Heterogeneity of ouabain binding sites in Schistosoma mansoni: First evidence for the presence of two (Na ++K +)-ATPase isoforms in platyhelminths

Abstract

Binding experiments with [ 3H]ouabain were performed to investigate the presence of (Na ++K +)-ATPase (EC 3.6.1.3) isoforms in adult male Schistosoma mansoni, the trematode responsible for human schistosomiasis.
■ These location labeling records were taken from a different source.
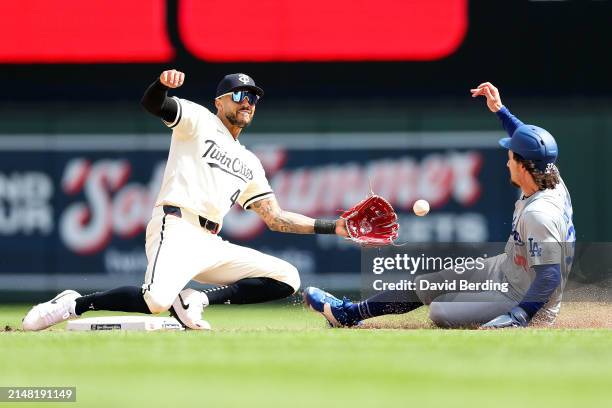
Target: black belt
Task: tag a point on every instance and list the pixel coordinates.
(204, 223)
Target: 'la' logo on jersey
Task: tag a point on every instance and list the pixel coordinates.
(534, 248)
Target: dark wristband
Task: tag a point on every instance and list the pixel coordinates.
(325, 226)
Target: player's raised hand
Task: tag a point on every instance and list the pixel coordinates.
(490, 92)
(341, 228)
(172, 78)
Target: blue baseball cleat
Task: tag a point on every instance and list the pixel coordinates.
(336, 311)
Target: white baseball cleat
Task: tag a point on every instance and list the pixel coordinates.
(57, 310)
(188, 307)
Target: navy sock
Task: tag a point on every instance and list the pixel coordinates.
(389, 302)
(123, 299)
(249, 290)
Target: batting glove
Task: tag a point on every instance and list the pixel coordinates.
(517, 317)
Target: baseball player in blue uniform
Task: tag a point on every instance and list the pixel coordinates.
(535, 264)
(207, 172)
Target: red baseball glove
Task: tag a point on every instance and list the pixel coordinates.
(372, 222)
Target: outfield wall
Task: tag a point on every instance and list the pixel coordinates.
(74, 208)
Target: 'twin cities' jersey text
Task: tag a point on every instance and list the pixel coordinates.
(207, 170)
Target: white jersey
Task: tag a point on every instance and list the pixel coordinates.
(207, 170)
(542, 234)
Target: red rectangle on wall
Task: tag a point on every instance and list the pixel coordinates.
(84, 31)
(322, 30)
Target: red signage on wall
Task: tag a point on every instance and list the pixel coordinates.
(106, 31)
(322, 30)
(84, 31)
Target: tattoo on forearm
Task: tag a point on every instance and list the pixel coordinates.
(282, 221)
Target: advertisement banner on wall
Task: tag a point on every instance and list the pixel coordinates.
(78, 206)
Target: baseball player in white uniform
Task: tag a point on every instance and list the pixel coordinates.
(208, 171)
(535, 264)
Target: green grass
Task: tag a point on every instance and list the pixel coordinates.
(285, 356)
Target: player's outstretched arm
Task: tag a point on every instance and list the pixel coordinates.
(494, 103)
(490, 92)
(155, 99)
(280, 220)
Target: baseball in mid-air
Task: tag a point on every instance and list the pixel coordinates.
(421, 207)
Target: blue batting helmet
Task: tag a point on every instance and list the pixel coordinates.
(532, 143)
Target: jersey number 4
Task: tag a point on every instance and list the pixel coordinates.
(234, 197)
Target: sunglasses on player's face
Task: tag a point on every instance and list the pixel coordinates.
(238, 97)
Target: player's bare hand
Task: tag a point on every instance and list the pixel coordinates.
(490, 92)
(172, 78)
(341, 228)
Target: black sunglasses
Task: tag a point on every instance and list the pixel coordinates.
(238, 96)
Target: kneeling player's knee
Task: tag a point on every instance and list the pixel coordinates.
(438, 313)
(425, 296)
(157, 304)
(289, 275)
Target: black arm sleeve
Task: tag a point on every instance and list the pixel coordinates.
(156, 101)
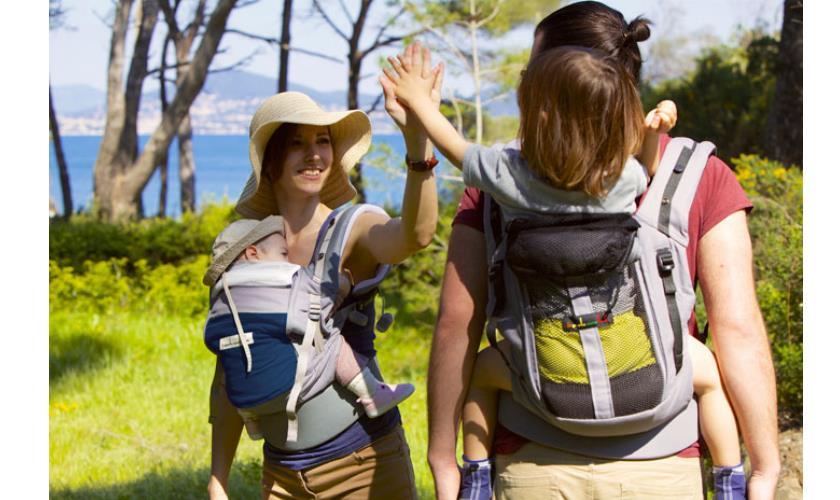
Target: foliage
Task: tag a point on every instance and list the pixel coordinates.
(157, 241)
(776, 229)
(726, 99)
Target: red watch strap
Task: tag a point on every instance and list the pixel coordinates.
(421, 165)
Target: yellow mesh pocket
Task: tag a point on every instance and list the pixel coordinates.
(560, 352)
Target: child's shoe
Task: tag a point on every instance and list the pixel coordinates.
(386, 397)
(476, 480)
(730, 483)
(253, 429)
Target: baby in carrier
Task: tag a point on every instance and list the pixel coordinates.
(250, 269)
(581, 121)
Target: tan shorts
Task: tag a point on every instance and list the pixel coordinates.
(379, 470)
(538, 472)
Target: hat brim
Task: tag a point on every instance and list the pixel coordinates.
(350, 134)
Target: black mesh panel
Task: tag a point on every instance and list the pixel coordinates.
(636, 391)
(568, 400)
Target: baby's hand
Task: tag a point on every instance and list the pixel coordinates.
(662, 119)
(412, 80)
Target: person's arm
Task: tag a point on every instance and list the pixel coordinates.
(454, 344)
(392, 240)
(411, 87)
(658, 121)
(724, 266)
(226, 430)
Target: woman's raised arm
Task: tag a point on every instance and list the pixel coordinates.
(392, 240)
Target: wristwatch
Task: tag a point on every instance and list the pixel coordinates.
(421, 165)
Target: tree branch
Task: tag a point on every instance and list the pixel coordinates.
(329, 21)
(489, 18)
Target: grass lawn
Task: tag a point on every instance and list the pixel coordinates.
(129, 403)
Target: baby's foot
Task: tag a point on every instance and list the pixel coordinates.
(730, 483)
(386, 397)
(476, 480)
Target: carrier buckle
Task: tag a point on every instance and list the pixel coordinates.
(664, 261)
(592, 320)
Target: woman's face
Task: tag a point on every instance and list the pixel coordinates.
(307, 162)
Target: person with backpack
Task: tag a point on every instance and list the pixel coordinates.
(323, 445)
(536, 460)
(576, 164)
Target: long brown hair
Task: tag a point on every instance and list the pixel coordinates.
(580, 118)
(595, 26)
(275, 151)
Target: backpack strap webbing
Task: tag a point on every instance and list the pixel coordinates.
(311, 341)
(666, 207)
(326, 265)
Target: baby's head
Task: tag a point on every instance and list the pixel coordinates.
(580, 118)
(272, 248)
(247, 240)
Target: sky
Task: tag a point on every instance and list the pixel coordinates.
(79, 53)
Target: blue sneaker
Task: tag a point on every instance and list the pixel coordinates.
(476, 480)
(730, 483)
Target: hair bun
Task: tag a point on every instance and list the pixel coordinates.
(638, 30)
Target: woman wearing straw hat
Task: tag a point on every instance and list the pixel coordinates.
(300, 156)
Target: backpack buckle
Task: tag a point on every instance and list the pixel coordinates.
(592, 320)
(664, 261)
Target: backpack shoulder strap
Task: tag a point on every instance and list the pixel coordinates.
(668, 201)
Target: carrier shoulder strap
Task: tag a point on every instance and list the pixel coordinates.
(326, 271)
(666, 207)
(668, 200)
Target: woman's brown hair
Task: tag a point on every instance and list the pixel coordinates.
(595, 26)
(275, 151)
(580, 118)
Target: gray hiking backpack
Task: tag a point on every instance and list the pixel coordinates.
(595, 310)
(281, 372)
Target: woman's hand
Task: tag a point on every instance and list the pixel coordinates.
(662, 119)
(416, 55)
(410, 79)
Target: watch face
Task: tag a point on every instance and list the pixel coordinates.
(421, 165)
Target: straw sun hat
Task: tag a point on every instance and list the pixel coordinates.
(350, 134)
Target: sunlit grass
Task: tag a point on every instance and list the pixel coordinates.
(129, 403)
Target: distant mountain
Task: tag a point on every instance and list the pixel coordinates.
(224, 107)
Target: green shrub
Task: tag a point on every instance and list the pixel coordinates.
(157, 241)
(776, 229)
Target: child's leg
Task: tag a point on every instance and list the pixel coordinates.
(718, 425)
(717, 422)
(376, 396)
(490, 375)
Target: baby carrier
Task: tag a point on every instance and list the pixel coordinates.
(595, 309)
(281, 370)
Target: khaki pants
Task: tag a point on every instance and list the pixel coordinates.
(381, 470)
(538, 472)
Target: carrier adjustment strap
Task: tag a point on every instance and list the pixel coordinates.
(312, 342)
(239, 329)
(593, 352)
(671, 187)
(665, 263)
(495, 272)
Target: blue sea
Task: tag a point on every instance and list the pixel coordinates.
(222, 167)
Non-linear regression analysis of equilibrium experiments performed with homogenates in a Mg-P i medium indicated the presence of about 10% ( B max = 223 ± 67 fmol/mg protein) high-affinity sites ( K D = 0.285 ± 0.045 μM) and 90% ( B max = 2117 ± 348 fmol/mg protein) sites with a 20-fold lower affinity ( K D = 4.9 ± 1.28 μM). This was confirmed by the bi-exponential decay of [ 3H]ouabain dissociation. Furthermore, determination of association and dissociation rate constants indicated that the two classes of binding sites differed by their dissociation rate constants for ouabain ( k −1 = 0.0185 ± 0.0019 min −1 and 0.0997 ± 0.0528 min −1 for high- and low-affinity sites, respectively). Surprisingly, the association rate constant measured for ouabain binding to S. mansoni homogenate (0.038 μM −1. min −1) was lower (25- to 80-fold) than the one usually observed for mammalian enzymes. This is the first direct evidence for the existence of (Na ++K +)-ATPase isoforms in platyhelminths, invertebrates of great importance from the phylogenetic point of view.